Although usually a source of public statements for the Revolutionary Armed Forces of Colombia (FARC), the domain www.farc-ep.co has apparently been hacked, and is alternately leading to the page of a Buenos Aires night club called Fernet Friday or a notice claiming that the server is down.
Another site which has previously published FARC statements, www.anncol.info, was also offline Thursday, with a message in Swedish saying the account had been "disabled." Anncol, a Sweden-based information site commonly carries FARC communiques.
Fernet Friday has denied any part in the hack. “We wish to clarify that we have no connection with the FARC and are not responsible for this hack. We still do not know what technical problem could have caused this,” reads a message from the club posted on the site.
InSight Crime Analysis
The hack ocurred just as authorities and journalists are waiting for official word from the guerrilla’s seven-man ruling body, the Secretariat, on whether the group is indeed holding missing French journalist Romeo Langlois.
Langlois went missing on Saturday after the army and police troops he was accompanying on an anti narcotics mission came under attack by the FARC's 15th Front in Caqueta province.
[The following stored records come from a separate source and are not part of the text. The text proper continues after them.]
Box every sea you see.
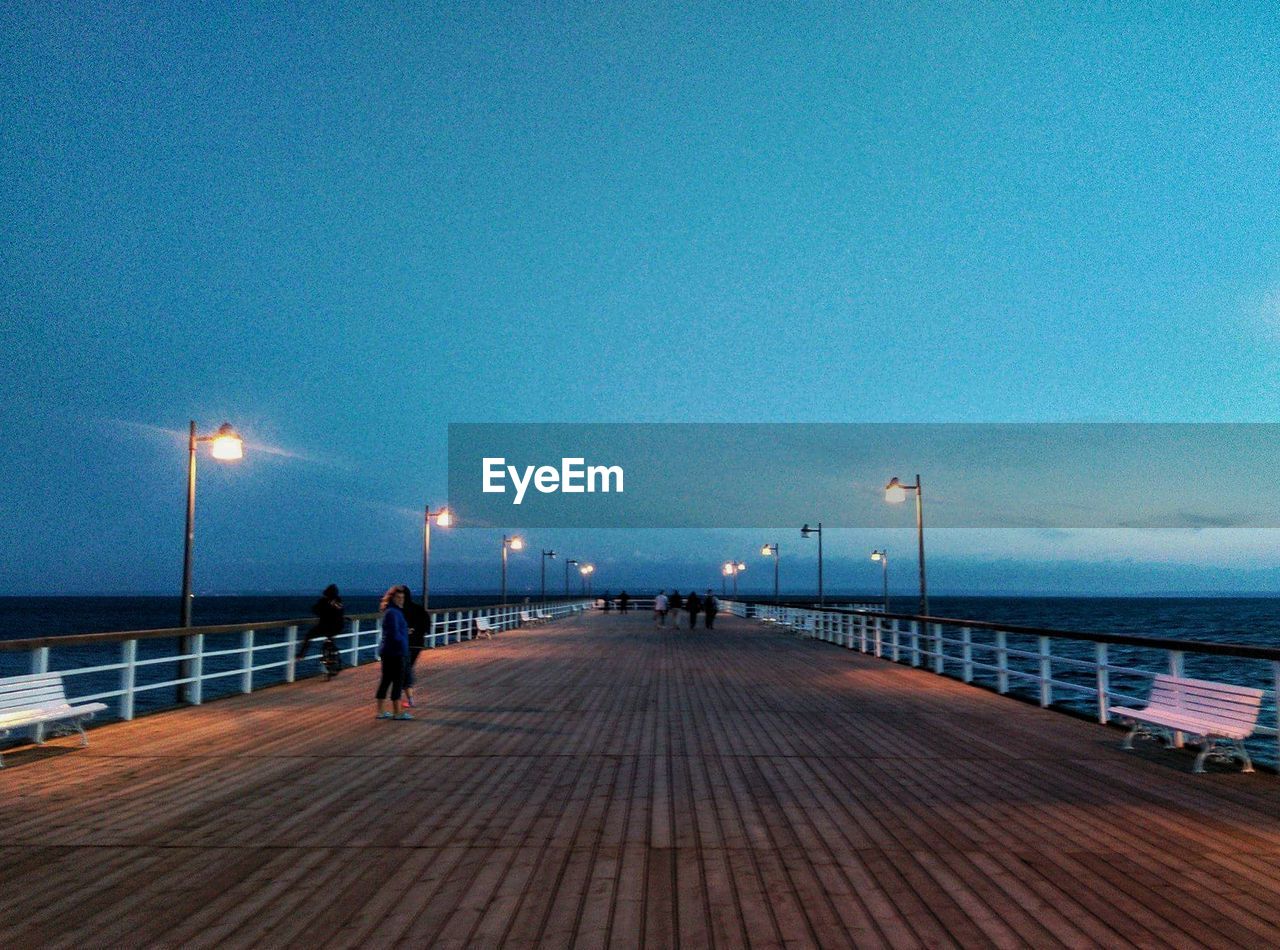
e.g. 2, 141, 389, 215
2, 594, 1277, 767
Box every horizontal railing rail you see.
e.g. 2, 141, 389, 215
728, 599, 1280, 775
0, 599, 595, 743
Four soldiers were killed but survivors said they saw Langlois turn himself in to the rebels, identifying himself as a journalist. On Tuesday a woman claiming to be a member of the FARC’s 15th Front telephoned a local journalist to say that the group was holding Langlois as a “prisoner of war.”
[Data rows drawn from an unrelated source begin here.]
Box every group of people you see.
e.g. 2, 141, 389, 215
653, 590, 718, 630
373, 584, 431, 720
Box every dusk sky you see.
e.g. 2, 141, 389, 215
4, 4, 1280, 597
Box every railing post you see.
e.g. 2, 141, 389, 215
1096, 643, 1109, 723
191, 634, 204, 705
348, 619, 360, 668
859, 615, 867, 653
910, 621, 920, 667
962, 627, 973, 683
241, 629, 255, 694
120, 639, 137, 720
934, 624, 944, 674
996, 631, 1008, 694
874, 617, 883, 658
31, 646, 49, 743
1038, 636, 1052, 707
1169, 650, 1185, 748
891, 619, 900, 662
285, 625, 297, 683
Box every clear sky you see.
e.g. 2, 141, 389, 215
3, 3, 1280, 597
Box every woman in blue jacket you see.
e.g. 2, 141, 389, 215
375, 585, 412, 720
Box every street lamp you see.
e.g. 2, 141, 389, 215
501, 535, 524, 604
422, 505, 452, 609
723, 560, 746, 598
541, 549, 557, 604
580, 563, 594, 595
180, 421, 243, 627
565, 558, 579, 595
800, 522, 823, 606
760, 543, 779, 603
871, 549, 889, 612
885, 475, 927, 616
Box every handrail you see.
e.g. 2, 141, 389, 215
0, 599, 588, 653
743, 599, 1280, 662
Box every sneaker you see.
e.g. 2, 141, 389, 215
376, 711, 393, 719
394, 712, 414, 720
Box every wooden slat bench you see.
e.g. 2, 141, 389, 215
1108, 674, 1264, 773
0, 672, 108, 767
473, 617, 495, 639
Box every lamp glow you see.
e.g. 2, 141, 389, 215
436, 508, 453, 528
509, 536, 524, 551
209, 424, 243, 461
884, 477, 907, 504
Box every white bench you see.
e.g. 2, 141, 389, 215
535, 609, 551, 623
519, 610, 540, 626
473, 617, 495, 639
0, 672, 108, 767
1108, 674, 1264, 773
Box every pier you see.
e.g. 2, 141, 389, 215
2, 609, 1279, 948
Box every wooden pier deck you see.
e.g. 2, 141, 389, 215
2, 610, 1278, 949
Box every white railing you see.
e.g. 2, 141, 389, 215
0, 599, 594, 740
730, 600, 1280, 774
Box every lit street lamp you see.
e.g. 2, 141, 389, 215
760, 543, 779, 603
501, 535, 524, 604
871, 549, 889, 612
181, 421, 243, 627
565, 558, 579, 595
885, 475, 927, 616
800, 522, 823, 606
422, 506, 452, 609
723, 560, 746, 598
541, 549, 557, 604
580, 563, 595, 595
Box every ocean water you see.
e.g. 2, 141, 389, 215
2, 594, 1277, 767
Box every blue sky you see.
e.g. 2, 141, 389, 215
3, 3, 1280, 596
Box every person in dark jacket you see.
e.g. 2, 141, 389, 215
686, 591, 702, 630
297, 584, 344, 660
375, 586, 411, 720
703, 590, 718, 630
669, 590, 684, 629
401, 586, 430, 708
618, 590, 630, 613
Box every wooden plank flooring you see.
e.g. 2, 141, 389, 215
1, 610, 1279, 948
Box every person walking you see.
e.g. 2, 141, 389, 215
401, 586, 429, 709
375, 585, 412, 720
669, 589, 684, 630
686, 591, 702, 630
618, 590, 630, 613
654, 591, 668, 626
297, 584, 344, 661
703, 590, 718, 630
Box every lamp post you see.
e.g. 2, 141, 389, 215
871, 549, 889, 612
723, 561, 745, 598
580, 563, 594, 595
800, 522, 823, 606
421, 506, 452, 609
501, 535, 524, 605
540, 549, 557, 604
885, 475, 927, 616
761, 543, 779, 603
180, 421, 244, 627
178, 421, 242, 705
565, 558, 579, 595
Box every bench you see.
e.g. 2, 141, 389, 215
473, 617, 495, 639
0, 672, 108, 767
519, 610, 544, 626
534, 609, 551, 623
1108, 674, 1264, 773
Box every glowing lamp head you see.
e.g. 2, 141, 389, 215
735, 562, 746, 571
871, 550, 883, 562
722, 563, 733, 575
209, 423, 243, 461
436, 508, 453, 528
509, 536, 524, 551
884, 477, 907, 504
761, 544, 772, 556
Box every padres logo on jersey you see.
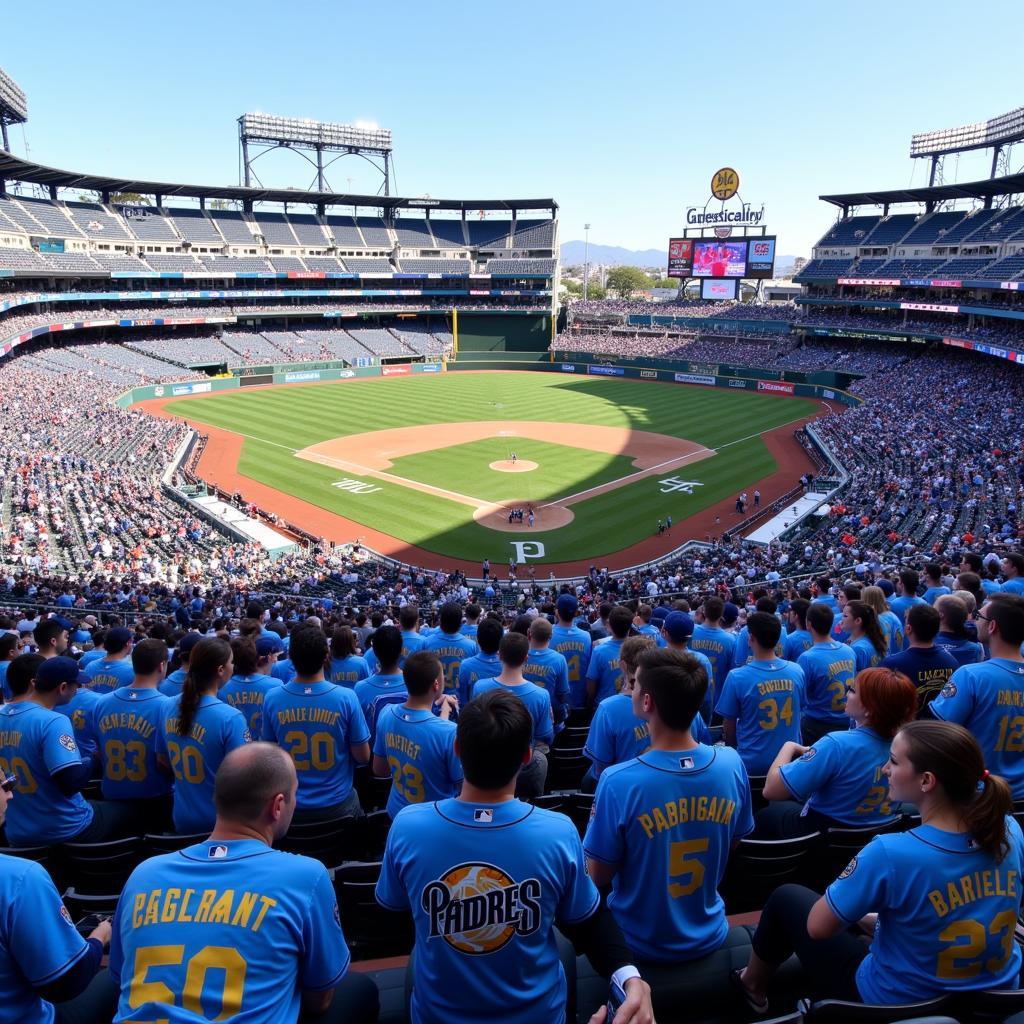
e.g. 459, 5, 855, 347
421, 862, 541, 954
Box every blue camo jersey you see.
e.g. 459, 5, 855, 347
550, 624, 592, 708
157, 695, 251, 833
376, 799, 599, 1024
779, 726, 898, 825
0, 854, 91, 1024
585, 637, 625, 704
261, 681, 370, 809
825, 819, 1024, 1003
523, 648, 570, 724
851, 635, 885, 673
328, 654, 369, 687
583, 693, 711, 774
56, 686, 103, 759
930, 658, 1024, 799
797, 641, 856, 723
373, 705, 463, 818
716, 659, 806, 775
0, 702, 92, 845
109, 840, 349, 1024
585, 745, 753, 961
457, 652, 501, 707
782, 628, 814, 663
220, 673, 281, 735
690, 624, 736, 697
424, 632, 478, 695
82, 656, 135, 694
92, 687, 174, 800
471, 679, 554, 746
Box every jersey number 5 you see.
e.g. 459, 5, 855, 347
668, 838, 709, 898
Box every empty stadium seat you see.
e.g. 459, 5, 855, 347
333, 861, 415, 960
143, 832, 210, 855
798, 995, 953, 1023
721, 832, 823, 915
361, 810, 392, 862
545, 747, 590, 793
61, 835, 144, 894
61, 886, 121, 924
278, 814, 364, 866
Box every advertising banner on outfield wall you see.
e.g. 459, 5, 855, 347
588, 365, 624, 376
560, 364, 577, 373
419, 363, 442, 373
674, 373, 716, 386
757, 380, 795, 395
639, 369, 659, 379
728, 379, 749, 388
382, 365, 411, 377
284, 371, 321, 383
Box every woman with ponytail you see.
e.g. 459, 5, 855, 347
756, 667, 918, 838
842, 600, 888, 672
862, 586, 904, 655
735, 720, 1023, 1011
158, 637, 250, 833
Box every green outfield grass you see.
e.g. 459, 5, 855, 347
163, 372, 818, 563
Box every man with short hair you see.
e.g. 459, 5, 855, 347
457, 617, 502, 706
355, 625, 409, 732
524, 616, 570, 730
889, 568, 926, 627
425, 603, 478, 696
922, 562, 951, 605
586, 605, 633, 705
373, 651, 462, 819
781, 598, 814, 662
365, 605, 427, 673
881, 603, 958, 711
221, 637, 281, 735
731, 597, 787, 667
376, 689, 653, 1024
473, 632, 554, 799
589, 601, 614, 642
660, 612, 715, 721
585, 648, 753, 1015
810, 577, 838, 613
796, 604, 855, 745
109, 743, 378, 1024
960, 551, 1002, 597
82, 626, 135, 694
633, 604, 665, 647
690, 597, 737, 703
551, 593, 592, 708
716, 613, 805, 776
934, 594, 984, 667
1002, 553, 1024, 596
33, 617, 70, 661
262, 624, 370, 820
929, 593, 1024, 799
3, 651, 41, 704
461, 603, 483, 641
0, 632, 21, 701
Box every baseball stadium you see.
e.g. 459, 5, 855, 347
2, 23, 1024, 1024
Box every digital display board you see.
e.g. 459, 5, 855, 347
746, 236, 776, 278
666, 238, 693, 278
692, 239, 746, 278
701, 278, 738, 301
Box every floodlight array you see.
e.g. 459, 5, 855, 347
0, 66, 27, 122
910, 105, 1024, 157
240, 113, 391, 152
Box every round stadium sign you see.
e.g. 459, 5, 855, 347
711, 167, 740, 201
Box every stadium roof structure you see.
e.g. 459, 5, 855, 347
820, 171, 1024, 213
0, 151, 557, 214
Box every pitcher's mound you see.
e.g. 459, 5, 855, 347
490, 459, 538, 473
474, 501, 574, 532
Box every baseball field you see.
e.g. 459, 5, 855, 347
144, 370, 824, 573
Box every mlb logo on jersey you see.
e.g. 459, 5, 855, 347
208, 845, 229, 859
473, 808, 493, 823
678, 756, 695, 770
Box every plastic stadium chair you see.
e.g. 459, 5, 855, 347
353, 766, 394, 814
554, 724, 591, 750
799, 995, 954, 1022
0, 841, 58, 884
565, 707, 595, 728
360, 809, 392, 862
143, 832, 209, 855
950, 988, 1024, 1023
748, 774, 769, 813
721, 832, 823, 915
568, 791, 595, 839
62, 887, 121, 923
531, 792, 574, 813
61, 835, 144, 894
278, 814, 363, 866
332, 861, 414, 960
814, 819, 904, 889
545, 747, 590, 793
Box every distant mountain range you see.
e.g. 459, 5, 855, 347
560, 240, 800, 276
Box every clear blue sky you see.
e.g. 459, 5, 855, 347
3, 0, 1019, 256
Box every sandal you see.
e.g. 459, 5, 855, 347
730, 968, 769, 1015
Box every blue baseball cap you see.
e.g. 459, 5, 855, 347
662, 612, 695, 643
555, 594, 578, 617
256, 635, 285, 657
36, 656, 89, 689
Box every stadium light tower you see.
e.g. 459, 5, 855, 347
0, 66, 28, 153
584, 223, 591, 301
237, 113, 394, 195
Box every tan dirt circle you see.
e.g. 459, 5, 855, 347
490, 459, 538, 473
473, 501, 575, 532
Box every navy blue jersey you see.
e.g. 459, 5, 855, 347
373, 704, 463, 818
377, 799, 599, 1024
109, 840, 349, 1024
825, 819, 1024, 1003
92, 687, 174, 800
930, 658, 1024, 799
716, 659, 806, 775
0, 854, 91, 1024
262, 681, 370, 809
0, 702, 92, 845
584, 745, 753, 961
934, 633, 984, 667
797, 641, 856, 723
882, 646, 959, 708
780, 726, 898, 825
Because this would seem to clash with the spirit of the rebels’ February announcement that they would no longer kidnap civilians, and because the rebels generally issue their statements in written form, the claim has been met with some skepticism. The FARC's website and Anncol were still online on Tuesday. Now with the FARC page and other sites that traditionally carry rebel messages down, a credible statement about Langlois’ alleged kidnapping may not come anytime soon.